How will the project be carried out?

To support this need Guts UK has funded Professor Laurence Lovat, at University College London Hospital, to explore whether a small sample of saliva can be used to create such a test. Why saliva? Saliva has been shown to contain genetic information in the form of DNA that is shed from cells around the body. This genetic information has the potential to tell us whether some cells in the body might be becoming cancerous.

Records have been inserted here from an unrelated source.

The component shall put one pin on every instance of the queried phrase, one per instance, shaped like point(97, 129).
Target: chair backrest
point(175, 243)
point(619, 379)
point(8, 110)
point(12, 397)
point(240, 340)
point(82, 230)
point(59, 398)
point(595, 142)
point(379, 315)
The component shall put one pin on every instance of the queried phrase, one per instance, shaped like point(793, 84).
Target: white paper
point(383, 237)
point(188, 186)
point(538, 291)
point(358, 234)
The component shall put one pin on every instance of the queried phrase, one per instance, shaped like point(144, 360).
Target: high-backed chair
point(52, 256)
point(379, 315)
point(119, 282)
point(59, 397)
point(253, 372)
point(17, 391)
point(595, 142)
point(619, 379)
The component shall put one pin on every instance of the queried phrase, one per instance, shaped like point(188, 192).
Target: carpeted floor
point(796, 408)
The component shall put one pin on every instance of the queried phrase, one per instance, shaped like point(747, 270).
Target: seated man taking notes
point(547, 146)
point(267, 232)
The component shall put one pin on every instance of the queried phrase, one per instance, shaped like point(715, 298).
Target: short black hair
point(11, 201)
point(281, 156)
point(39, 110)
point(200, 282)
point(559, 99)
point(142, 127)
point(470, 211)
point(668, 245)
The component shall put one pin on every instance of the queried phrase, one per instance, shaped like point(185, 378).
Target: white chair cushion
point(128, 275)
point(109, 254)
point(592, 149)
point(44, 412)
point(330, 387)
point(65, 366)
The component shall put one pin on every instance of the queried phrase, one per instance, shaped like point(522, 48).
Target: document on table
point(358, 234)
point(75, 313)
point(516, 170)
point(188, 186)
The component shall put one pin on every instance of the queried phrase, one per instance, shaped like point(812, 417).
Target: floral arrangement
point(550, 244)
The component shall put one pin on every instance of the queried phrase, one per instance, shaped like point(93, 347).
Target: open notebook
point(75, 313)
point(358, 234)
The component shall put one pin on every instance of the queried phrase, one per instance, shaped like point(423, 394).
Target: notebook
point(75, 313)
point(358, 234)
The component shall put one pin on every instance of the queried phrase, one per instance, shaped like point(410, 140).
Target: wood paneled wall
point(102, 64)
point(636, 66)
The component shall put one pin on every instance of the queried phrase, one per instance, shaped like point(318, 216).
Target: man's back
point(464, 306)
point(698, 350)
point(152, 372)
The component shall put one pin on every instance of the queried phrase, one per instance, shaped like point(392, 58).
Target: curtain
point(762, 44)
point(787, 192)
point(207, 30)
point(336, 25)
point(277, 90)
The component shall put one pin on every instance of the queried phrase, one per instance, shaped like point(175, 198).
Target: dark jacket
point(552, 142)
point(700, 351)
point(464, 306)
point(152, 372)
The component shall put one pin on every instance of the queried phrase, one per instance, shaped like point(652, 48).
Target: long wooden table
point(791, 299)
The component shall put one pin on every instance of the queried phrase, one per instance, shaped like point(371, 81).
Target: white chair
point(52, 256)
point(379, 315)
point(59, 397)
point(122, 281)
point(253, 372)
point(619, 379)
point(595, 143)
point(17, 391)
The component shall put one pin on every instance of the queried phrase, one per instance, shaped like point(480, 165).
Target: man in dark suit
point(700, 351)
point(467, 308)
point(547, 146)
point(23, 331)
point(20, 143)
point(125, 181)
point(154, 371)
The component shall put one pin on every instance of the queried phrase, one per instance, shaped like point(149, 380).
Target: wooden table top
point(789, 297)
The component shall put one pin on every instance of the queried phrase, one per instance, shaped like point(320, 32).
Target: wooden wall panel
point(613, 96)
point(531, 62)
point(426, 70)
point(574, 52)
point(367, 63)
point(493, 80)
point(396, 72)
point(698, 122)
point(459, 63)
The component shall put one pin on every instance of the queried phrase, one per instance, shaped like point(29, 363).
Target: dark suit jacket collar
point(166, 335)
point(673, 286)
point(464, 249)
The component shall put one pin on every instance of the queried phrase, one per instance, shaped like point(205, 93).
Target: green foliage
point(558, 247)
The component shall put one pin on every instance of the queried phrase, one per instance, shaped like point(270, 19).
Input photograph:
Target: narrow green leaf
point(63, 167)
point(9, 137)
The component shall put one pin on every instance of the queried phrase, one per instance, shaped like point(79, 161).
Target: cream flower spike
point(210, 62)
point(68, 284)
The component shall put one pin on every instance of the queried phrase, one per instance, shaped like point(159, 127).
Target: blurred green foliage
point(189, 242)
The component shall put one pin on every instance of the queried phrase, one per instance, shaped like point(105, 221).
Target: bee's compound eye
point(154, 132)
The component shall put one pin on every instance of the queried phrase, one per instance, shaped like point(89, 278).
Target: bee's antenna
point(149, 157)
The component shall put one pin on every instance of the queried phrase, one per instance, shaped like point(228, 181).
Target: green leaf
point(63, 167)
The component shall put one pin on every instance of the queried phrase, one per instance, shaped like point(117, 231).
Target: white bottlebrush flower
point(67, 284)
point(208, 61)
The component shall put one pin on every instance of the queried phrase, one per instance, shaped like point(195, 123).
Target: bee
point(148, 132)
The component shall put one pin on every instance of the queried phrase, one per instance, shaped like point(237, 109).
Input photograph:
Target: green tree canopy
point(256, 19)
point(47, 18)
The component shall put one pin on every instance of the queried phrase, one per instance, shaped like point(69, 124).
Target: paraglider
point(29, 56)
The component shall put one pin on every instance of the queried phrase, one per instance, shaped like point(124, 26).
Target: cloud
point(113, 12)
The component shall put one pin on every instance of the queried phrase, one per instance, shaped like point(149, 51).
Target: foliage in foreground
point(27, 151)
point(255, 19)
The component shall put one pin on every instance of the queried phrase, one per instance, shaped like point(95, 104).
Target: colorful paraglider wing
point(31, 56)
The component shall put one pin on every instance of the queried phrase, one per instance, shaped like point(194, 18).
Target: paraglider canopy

Professor Lovat will look at DNA that has passed from the blood stream into the saliva. Rather than looking at the genes present in the DNA, he will explore certain genetic markers, specifically a type of ‘gene-switches’ that are involved in how genes are switched on and off. Interestingly, these ‘gene-switches’ can change to reflect the stages of a disease, so they could be used to indicate when a disease might be present but also, importantly, could flag up when a disease is in its early stages. The study of these ‘gene-switches’ is known as epigenetic, and is a promising and exciting area of research.

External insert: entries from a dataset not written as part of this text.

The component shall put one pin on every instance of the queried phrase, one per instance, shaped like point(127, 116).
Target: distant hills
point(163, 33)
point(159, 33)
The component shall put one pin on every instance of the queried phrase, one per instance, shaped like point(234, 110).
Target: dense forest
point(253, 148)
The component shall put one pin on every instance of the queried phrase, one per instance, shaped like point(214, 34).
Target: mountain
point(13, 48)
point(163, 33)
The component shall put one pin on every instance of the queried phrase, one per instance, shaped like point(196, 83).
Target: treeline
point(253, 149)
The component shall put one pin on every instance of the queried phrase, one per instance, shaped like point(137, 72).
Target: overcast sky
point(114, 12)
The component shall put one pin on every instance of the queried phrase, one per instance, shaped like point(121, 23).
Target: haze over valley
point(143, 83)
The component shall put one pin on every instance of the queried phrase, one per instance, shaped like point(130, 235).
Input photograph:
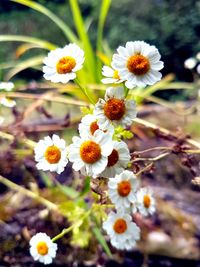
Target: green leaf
point(86, 187)
point(99, 236)
point(27, 39)
point(89, 53)
point(60, 23)
point(68, 191)
point(102, 17)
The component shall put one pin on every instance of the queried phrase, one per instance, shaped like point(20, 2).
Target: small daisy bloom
point(89, 125)
point(51, 154)
point(7, 86)
point(7, 102)
point(145, 202)
point(122, 189)
point(122, 231)
point(190, 63)
point(138, 63)
point(117, 160)
point(90, 155)
point(115, 109)
point(62, 64)
point(112, 76)
point(42, 248)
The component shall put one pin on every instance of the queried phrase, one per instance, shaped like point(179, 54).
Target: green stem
point(84, 91)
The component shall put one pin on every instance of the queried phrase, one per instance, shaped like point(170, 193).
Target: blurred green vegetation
point(173, 26)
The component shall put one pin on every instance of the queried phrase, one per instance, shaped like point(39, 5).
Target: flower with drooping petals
point(51, 154)
point(42, 248)
point(145, 202)
point(62, 64)
point(90, 154)
point(117, 160)
point(115, 109)
point(138, 63)
point(89, 125)
point(122, 231)
point(122, 189)
point(112, 76)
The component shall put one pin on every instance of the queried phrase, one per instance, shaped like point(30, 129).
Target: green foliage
point(121, 133)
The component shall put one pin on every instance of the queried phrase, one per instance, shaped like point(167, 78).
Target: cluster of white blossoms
point(96, 152)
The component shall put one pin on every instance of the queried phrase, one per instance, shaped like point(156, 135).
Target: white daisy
point(145, 202)
point(2, 119)
point(42, 248)
point(122, 189)
point(7, 102)
point(115, 109)
point(90, 155)
point(7, 86)
point(112, 76)
point(122, 231)
point(89, 125)
point(62, 64)
point(190, 63)
point(51, 154)
point(117, 160)
point(138, 63)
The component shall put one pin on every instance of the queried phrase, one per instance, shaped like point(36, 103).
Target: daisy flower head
point(51, 154)
point(90, 154)
point(115, 109)
point(122, 231)
point(62, 64)
point(138, 63)
point(145, 202)
point(112, 76)
point(7, 86)
point(117, 160)
point(89, 125)
point(42, 248)
point(122, 189)
point(7, 102)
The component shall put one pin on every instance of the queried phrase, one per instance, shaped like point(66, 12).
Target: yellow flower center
point(124, 188)
point(113, 158)
point(120, 226)
point(93, 127)
point(42, 248)
point(138, 64)
point(52, 154)
point(114, 109)
point(90, 152)
point(116, 75)
point(147, 201)
point(65, 65)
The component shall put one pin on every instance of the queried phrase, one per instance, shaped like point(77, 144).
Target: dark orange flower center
point(124, 188)
point(65, 65)
point(147, 201)
point(42, 248)
point(116, 75)
point(52, 154)
point(90, 152)
point(114, 109)
point(120, 226)
point(93, 127)
point(113, 158)
point(138, 64)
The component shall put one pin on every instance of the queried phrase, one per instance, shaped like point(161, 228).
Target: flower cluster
point(96, 152)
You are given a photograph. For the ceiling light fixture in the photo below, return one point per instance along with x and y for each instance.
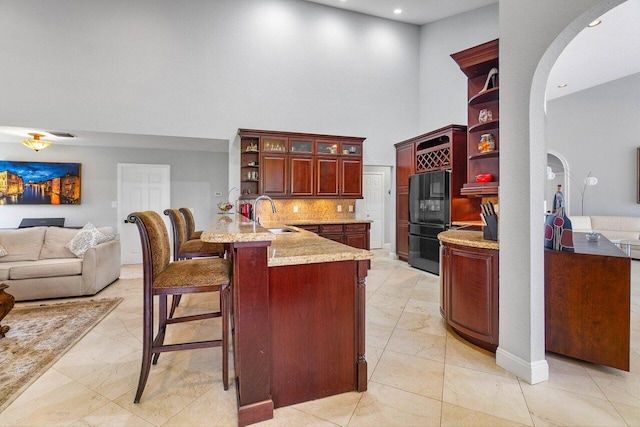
(36, 144)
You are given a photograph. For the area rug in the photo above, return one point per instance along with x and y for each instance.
(39, 336)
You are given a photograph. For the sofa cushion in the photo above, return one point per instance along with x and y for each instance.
(5, 268)
(580, 223)
(86, 238)
(23, 244)
(46, 268)
(55, 243)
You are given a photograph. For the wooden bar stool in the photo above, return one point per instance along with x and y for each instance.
(183, 248)
(163, 278)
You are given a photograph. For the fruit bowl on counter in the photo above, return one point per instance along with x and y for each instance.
(225, 206)
(484, 177)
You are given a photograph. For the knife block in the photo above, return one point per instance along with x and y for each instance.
(490, 231)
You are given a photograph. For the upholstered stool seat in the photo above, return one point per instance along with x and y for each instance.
(198, 248)
(192, 273)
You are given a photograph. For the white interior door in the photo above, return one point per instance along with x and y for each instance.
(373, 192)
(140, 188)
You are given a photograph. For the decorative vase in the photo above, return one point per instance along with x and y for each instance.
(6, 304)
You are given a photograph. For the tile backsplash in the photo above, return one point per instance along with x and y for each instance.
(307, 209)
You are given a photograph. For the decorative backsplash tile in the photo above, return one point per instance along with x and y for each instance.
(307, 209)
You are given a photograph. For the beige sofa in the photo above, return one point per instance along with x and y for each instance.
(615, 228)
(38, 263)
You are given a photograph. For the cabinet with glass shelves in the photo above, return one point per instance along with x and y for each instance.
(289, 164)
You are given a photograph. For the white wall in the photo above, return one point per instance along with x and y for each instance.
(596, 130)
(203, 68)
(532, 36)
(195, 177)
(389, 205)
(443, 87)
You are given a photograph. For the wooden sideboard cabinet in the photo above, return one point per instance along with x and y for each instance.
(587, 300)
(469, 286)
(288, 164)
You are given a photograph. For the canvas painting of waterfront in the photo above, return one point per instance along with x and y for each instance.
(39, 183)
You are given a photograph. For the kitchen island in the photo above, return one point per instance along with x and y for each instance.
(298, 317)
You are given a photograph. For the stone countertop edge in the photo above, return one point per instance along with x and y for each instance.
(326, 221)
(303, 247)
(468, 238)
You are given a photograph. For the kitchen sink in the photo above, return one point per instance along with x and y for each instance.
(281, 230)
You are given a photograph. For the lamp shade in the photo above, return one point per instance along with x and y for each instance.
(36, 144)
(591, 180)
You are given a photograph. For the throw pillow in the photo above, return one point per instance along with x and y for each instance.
(86, 238)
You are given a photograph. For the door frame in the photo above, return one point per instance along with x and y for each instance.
(383, 206)
(122, 216)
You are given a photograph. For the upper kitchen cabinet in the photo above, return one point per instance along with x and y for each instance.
(300, 165)
(480, 65)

To explore whether epigenetics can be used to determine a person’s risk of developing oesophageal cancer risk, Professor Lovat and his team will collect saliva samples from: people with a normal oesophagus; people with low-risk Barrett’s oesophagus; people with high-risk Barrett’s oesophagus (determined by cells that have started to transform into cancer cells); and people with established oesophageal adenocarcinoma. They will collect 40 samples from each group, giving them a total of 160 samples.

The researchers will then investigate whether the genetic markers, or ‘gene-switches’, are different between the 4 groups of people tested. They will apply computational tools to identify a group of ‘gene-switches’ that can be used to differentiate the 4 groups.

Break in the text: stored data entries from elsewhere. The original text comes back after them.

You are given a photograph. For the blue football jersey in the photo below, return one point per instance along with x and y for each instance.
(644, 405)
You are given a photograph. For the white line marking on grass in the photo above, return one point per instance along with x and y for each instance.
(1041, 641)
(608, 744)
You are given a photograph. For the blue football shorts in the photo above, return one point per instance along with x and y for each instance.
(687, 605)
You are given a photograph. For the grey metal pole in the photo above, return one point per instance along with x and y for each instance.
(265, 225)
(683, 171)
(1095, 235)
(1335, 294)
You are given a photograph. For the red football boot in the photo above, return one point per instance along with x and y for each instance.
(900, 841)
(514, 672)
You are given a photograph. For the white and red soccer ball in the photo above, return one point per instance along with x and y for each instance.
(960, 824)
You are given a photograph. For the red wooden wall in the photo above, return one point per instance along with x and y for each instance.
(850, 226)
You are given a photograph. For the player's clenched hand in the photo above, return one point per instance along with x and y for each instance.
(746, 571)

What will be the benefit for patients?

This exciting project could pave the way for a new screening test for oesophageal cancer risk. The researchers hope to identify a series of promising ‘gene-switches’, which they will go on to test in larger trials.  They plan to request further funding from the National Institute for Health Research to demonstrate that their screening test can work in a large population.

The ultimate aim is to replace the current invasive and expensive endoscopy screening with a simple test based on a spit of saliva, which would be more acceptable for patients but equally effective in identifying those at risk of developing oesophageal cancer.

Additionally, the researchers have estimated that, if successful, this approach could save the NHS around £24 million per year by avoiding regular endoscopies. Importantly, this approach has the potential to revolutionise screening for many other cancers, not just oesophageal cancer.

How is the breath test different to the spit test?

A breath test measures chemicals that are found in the breath. These chemicals are found in very tiny quantities and may be coming directly from the abnormal areas of the stomach. The new spit test does something different. It is looking at changes in the way genes are expressed when cells start to turn from normal towards cancer. Cells release small amounts of their DNA and RNA into the blood which is then transferred into the saliva. DNA contains not only the genes which determine the blueprint of the body. It also has switches which can turn these genes on. This is called epigenetics. RNA is the molecule that is produced when particular genes are activated. It is then translated into proteins which do the work in the cells. The new spit test aims to assess how  DNA and RNA levels change from normal people to those in cancer and to use these changes to detect cancer risk.